The Impact of COVID-19 on IT Operations

The Ecosystm Digital Priorities in the New Normal study launched this month, asks technology users about how their digital priorities have shifted during the pandemic. Despite pressure to shift to digital delivery, almost 40% of participants reported that their organisations cut headcount in the IT department (Figure 1). Furthermore, over one third had been forced to cut their employees’ salaries. As we have seen in previous crises, IT operations teams are being asked to do more with less and will need automation to bridge the gaps.Impact of COVID-19 on IT operations

As we begin to move into the next phase of the COVID-19 reality and businesses continue to open, we will see many launch digital services that were conceived of during the crisis. One of the greatest challenges that IT departments face will be scalability as digital businesses grow. AIOps will be a go-to tool for IT operations to ensure uptime and improve user experience. It is likely that the next 12-18 months will be a watershed moment for AIOps.

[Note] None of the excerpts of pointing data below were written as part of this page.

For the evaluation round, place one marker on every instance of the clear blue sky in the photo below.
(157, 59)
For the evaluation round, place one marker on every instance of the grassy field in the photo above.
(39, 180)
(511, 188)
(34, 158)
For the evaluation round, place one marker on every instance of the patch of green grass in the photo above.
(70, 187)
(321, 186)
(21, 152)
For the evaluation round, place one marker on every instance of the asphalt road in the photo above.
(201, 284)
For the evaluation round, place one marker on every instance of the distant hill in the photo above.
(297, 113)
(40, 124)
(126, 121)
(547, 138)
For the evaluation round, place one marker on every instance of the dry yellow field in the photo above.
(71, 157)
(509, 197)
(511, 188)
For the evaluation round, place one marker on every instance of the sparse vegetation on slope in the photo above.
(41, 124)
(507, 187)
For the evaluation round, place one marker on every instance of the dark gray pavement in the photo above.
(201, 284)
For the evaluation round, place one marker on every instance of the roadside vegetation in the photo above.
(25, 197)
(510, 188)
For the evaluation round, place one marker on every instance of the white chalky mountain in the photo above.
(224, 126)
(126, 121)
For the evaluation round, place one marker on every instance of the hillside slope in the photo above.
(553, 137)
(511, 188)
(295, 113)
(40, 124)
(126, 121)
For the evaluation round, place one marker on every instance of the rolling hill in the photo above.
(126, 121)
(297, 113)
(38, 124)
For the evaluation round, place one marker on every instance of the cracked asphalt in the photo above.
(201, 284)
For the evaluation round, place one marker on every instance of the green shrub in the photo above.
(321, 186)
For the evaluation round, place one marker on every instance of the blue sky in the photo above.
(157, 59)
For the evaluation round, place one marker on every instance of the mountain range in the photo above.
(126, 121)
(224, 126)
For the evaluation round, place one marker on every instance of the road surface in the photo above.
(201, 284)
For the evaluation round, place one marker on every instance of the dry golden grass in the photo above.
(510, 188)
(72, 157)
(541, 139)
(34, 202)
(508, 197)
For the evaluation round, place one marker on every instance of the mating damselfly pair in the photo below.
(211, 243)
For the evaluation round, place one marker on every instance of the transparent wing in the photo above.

NLP and the Democratisation of Data

Natural Language Processing (NLP) will be the next string in the bow of AIOps. While the ultimate goal of IT operations is to identify and remediate situations before they have an impact on the user, oftentimes it is the service desk that generates the initial barrage of alerts. AIOps equipped with NLP can extract relevant data from user tickets, correlate them with other system events and potentially even suggest a resolution to the user. Here, ChatOps can help to reduce the workload on the service desk and bring relevant events to the attention of the operations team faster. NLP will also help democratise IT operations data within the organisation. As they digitalise, lines of business (LoBs) besides IT will need access to system health and user experience data but business managers may not have the necessary technical skills to extract them. Chatbots that can return these metrics to non-technical users will begin to proliferate.

AIOps Recommendations

Most IT departments would have discovered the limitations of their current systems during the upheaval caused by recent lockdowns. Only about 7% of organisations in our study reported that they were well-prepared across all areas of IT, to handle the COVID-19 crisis. For those organisations that have yet to invest in AIOps, we recommend starting now but starting small. Develop a topology map to understand where you have reliable data sources that could be analysed by AIOps. Then select a domain by assessing the present level of observability and automation, IT skills gap, frequency of outages, and business criticality. As you add additional domains and the system learns, the value you realise from AIOps will grow.

The power of collaborative AIOps tools would have been undeniable as the COVID-19 crisis began and IT departments were forced to work in a distributed manner. When evaluating a system, carefully consider how it will integrate into your organisation’s preferred collaboration suite, whether it be the AIOps vendor’s proprietary situation tool or a third-party provider like Slack or Microsoft Teams. The ability for operations teams to collaborate effectively reduces time to resolution.